The CAD for the first quarter of 2015-16 was $6.1 billion (1.2 per cent of GDP).
The contraction in the CAD was primarily due to lower trade deficit — merchandise exports minus imports, the Reserve Bank of India (RBI) said in a statement on Wednesday.
Many economist had expected a surplus on current account in Q1 of FY17 but the weak performance on services trade came as a drag. The country had reported surplus on current account of $2.6 billion in January-March 2007.
Aditi Nayar, senior economist, ICRA, said a sharp fall in gold imports and continuing benefit from a lower oil import bill limited the CAD at a marginal $0.3 billion in Q1 of FY17. That helped to offset the drag exerted by the narrower surplus of services trade and lower remittances. On services trade, the net services receipts declined on a year-on-year basis, largely due to a fall in net earnings on account of travel, financial services and other business services. Net payment on account of primary income (dividend, interest and profit) increased marginally in Q1 of 2016-17 from a year ago.
Private transfer receipts, mainly representing remittances by Indians employed overseas, amounted to $15.2 billion, declining from the preceding quarter as well as from a year ago, RBI said.
RBI said the net foreign direct investment (FDI) moderated to $4.1 billion in Q1 of 2016-17 from $10 billion in Q1 of 2015-16 and $8.8 billion in the preceding quarter (Q4 of 2015-16). Madan Sabnavis, chief economist, CARE Ratings, said FDI receipts have almost halved — which is a concern as it does indicate that the response to opening up could be slowing down.

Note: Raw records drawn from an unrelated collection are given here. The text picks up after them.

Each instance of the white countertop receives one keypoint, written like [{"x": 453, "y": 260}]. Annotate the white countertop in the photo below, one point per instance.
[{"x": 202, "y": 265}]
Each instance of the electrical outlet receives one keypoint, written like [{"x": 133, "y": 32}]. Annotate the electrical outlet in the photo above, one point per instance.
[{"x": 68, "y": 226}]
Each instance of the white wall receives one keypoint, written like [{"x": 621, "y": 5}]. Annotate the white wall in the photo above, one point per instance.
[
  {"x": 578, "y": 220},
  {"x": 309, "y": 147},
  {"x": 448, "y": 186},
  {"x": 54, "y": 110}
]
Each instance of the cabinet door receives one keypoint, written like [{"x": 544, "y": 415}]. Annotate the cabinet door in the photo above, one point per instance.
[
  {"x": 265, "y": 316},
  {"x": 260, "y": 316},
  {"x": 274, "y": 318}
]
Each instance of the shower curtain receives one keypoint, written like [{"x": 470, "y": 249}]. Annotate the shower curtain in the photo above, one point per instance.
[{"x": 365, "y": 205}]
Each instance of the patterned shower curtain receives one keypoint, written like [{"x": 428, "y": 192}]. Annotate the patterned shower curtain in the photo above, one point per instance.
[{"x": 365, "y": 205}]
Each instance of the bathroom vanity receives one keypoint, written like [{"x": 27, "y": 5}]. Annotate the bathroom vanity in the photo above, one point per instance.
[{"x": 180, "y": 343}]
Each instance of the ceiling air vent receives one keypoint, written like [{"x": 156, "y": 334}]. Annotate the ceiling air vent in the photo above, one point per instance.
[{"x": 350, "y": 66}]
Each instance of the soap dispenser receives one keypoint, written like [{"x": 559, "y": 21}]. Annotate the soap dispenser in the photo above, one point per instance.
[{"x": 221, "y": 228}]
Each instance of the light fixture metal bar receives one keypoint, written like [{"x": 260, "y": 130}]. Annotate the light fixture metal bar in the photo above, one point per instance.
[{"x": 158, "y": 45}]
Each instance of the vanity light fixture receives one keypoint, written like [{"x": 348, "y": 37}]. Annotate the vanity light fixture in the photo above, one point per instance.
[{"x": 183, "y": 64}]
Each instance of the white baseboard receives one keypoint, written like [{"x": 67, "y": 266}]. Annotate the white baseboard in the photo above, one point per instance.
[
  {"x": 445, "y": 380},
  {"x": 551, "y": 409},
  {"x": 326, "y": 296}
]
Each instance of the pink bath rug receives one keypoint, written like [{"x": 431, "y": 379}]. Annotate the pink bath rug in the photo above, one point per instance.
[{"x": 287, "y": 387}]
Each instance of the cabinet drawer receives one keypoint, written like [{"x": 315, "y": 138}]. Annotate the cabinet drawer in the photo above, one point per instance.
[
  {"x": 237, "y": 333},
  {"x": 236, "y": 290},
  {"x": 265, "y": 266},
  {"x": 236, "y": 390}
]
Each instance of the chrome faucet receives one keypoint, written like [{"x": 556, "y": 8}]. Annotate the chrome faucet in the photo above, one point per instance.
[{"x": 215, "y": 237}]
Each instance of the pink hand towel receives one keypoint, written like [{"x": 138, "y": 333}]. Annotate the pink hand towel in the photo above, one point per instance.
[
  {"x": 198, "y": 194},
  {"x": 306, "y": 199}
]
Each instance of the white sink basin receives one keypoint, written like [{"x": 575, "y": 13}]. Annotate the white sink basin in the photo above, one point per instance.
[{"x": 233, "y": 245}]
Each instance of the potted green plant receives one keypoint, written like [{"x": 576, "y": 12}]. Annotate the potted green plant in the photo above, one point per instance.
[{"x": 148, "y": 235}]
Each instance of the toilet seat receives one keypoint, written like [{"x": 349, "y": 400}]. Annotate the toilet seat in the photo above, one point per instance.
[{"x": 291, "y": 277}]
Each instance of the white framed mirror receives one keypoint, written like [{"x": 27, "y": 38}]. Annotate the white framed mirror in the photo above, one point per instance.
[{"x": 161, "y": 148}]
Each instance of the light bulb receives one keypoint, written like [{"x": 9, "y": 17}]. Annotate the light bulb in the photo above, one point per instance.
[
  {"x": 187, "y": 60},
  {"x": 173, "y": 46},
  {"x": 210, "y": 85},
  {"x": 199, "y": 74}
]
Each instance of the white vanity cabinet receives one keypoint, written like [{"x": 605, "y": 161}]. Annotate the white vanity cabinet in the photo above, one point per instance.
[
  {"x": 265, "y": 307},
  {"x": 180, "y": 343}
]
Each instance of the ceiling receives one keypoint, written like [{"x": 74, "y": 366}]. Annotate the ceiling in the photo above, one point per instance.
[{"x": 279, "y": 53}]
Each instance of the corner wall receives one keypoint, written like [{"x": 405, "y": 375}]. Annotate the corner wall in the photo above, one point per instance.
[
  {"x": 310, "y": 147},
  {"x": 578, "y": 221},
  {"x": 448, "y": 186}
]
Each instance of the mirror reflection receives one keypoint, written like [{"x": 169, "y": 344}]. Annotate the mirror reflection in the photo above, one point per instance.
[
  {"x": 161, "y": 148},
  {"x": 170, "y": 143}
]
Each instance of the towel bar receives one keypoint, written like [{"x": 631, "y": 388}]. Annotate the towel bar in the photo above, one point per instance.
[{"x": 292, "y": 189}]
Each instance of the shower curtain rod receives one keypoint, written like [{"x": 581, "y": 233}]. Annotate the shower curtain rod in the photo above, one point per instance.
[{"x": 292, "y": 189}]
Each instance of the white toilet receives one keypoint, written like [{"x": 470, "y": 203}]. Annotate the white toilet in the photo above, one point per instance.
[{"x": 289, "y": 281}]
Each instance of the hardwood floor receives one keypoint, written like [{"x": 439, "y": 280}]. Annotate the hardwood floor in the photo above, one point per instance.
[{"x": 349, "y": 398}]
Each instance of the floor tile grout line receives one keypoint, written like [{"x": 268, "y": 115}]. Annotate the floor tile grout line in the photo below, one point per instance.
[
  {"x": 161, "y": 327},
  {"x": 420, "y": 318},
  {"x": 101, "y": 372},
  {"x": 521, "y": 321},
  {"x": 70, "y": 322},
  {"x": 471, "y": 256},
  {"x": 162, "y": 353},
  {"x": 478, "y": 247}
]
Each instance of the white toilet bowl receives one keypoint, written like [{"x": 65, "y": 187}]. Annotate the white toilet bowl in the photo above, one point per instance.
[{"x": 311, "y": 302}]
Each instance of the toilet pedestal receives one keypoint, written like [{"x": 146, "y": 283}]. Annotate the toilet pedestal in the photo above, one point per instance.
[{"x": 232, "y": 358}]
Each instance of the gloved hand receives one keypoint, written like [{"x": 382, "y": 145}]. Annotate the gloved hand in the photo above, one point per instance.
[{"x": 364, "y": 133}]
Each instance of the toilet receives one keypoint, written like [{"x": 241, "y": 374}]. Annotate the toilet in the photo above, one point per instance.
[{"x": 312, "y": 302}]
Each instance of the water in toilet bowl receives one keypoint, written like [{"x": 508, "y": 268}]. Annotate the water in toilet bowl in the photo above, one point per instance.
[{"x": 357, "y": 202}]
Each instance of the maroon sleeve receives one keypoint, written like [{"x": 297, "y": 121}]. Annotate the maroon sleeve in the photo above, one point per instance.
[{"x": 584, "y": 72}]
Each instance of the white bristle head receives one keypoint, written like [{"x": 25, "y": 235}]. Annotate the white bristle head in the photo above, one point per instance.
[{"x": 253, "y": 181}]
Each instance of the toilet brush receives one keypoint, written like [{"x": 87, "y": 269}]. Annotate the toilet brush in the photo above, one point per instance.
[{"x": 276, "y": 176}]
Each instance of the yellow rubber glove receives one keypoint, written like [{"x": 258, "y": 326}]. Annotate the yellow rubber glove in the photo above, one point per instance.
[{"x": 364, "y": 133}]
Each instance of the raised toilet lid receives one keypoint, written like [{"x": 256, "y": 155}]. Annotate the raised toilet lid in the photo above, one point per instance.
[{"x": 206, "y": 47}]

Portfolio investments, recorded a net inflow of $2.1 billion in Q1 of 2016-17 against a marginal outflow in Q1 of FY16. The outflow was of $1.5 billion in the preceding quarter.
Balance of Payments (BoP) remained in the positive territory with addition to foreign exchange reserves in Q1 of FY17, albeit in lesser value compared to first quarter of FY16.
Foreign exchange reserves (on a BoP basis) rose by $7 billion in Q1 of 2016-17 against an accretion of $11.4 billion in Q1 of 2015-16. The addition to forex reserves was $3.3 billion in Q4 of 2015-16, according to RBI data.